The Department for Work and Pensions (DWP) green paper on the future of defined benefit (DB) pension schemes has been criticised for complacency and potentially damaging pension benefits.
The DWP is consulting on a range of issues surrounding the UK’s DB funds which manage £1.5 trillion in assets, or roughly three-quarters of the UK’s GDP, with 11 million members. The issues include funding and investment, employer contributions and affordability, member protection and the consolidation of smaller DB plans.
However, the green paper has run into criticism over a possible switch in the inflation-linkage measure for DB pensions from RPI to CPI, which could save an estimated £90 billion in annual increases, or over £20,000 over a member’s life. Looking at the paper, former pension minister and pensions campaigner, Baroness Ros Altmann, said: “The overall tone of the paper is based on an assumption that there is no real crisis in pension affordability and that employers can generally afford the liabilities they are sponsoring. This complacency reflects short-term thinking, whereas this green paper should be an opportunity to plan for the longer-term outcomes for members of such schemes.”
Altmann said that with nearly 90% of private sector DB plans closed to new members, the government should put plans in place for the run-off of DB plans. “Any period of economic weakness is bound to lead to greater sponsor insolvency and we should be planning for such problems now, as it will take some time before arrangements can be agreed and established,” she commented.

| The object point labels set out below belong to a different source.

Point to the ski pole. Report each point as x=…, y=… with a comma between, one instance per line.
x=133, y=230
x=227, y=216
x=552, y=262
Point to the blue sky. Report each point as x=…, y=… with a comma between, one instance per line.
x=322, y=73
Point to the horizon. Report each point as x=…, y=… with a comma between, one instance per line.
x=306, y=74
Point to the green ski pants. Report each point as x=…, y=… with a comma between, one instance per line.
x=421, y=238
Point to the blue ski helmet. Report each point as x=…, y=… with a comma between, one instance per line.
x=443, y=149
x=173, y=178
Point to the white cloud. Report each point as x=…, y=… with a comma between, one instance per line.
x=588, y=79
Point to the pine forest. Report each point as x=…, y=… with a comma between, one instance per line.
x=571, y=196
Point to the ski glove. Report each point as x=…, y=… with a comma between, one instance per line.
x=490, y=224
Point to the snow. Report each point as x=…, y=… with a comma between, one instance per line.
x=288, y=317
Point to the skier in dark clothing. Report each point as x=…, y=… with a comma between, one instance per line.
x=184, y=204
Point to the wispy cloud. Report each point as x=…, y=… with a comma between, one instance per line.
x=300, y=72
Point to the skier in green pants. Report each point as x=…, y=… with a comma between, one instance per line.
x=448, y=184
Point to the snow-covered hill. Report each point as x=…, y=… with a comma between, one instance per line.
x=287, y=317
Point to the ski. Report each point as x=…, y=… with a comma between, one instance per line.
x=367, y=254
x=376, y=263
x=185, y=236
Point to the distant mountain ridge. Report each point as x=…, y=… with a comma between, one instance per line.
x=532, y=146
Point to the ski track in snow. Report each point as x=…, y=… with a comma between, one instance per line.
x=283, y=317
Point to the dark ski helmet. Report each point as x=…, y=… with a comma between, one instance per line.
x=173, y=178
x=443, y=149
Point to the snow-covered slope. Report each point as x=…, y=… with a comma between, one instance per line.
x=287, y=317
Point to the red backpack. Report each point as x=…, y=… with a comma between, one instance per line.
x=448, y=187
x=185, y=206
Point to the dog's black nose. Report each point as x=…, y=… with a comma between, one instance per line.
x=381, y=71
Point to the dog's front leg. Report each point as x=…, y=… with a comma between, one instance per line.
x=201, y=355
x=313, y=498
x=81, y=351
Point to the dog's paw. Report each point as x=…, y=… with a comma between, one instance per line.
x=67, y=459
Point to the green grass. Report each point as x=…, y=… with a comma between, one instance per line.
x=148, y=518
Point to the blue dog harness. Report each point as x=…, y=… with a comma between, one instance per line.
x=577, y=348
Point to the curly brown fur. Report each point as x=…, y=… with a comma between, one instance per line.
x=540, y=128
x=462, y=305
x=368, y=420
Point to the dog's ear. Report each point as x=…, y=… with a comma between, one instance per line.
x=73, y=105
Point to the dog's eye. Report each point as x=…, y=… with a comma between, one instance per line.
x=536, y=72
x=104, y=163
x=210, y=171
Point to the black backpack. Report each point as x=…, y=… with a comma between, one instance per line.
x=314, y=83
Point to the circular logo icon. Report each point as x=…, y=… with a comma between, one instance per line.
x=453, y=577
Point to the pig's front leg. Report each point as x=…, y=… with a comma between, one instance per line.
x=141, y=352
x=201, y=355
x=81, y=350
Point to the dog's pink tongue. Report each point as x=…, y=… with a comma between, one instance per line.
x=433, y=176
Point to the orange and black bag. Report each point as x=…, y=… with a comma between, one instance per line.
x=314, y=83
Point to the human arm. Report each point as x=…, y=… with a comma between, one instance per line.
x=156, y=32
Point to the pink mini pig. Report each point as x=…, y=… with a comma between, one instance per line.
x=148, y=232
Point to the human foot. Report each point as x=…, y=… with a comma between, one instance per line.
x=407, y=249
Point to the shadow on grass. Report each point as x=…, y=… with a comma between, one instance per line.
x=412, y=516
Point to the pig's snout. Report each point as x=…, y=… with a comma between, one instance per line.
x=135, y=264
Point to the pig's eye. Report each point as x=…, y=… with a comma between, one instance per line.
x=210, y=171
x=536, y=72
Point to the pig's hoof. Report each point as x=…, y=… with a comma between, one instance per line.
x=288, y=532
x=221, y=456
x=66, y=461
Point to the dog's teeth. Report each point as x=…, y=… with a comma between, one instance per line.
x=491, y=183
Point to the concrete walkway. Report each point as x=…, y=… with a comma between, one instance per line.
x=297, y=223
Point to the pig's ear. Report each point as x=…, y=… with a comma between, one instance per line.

However, on consolidation, Altmann was supportive. “Establishing a Central Discontinuance Fund or ‘SuperFund’ that can pool many schemes together, reduce running costs and take advantage of more diversified asset allocation would cut costs and enhance potential benefits. Local authority schemes are already being required to merge their investment allocations. Such models could be used for private sector schemes in future too.”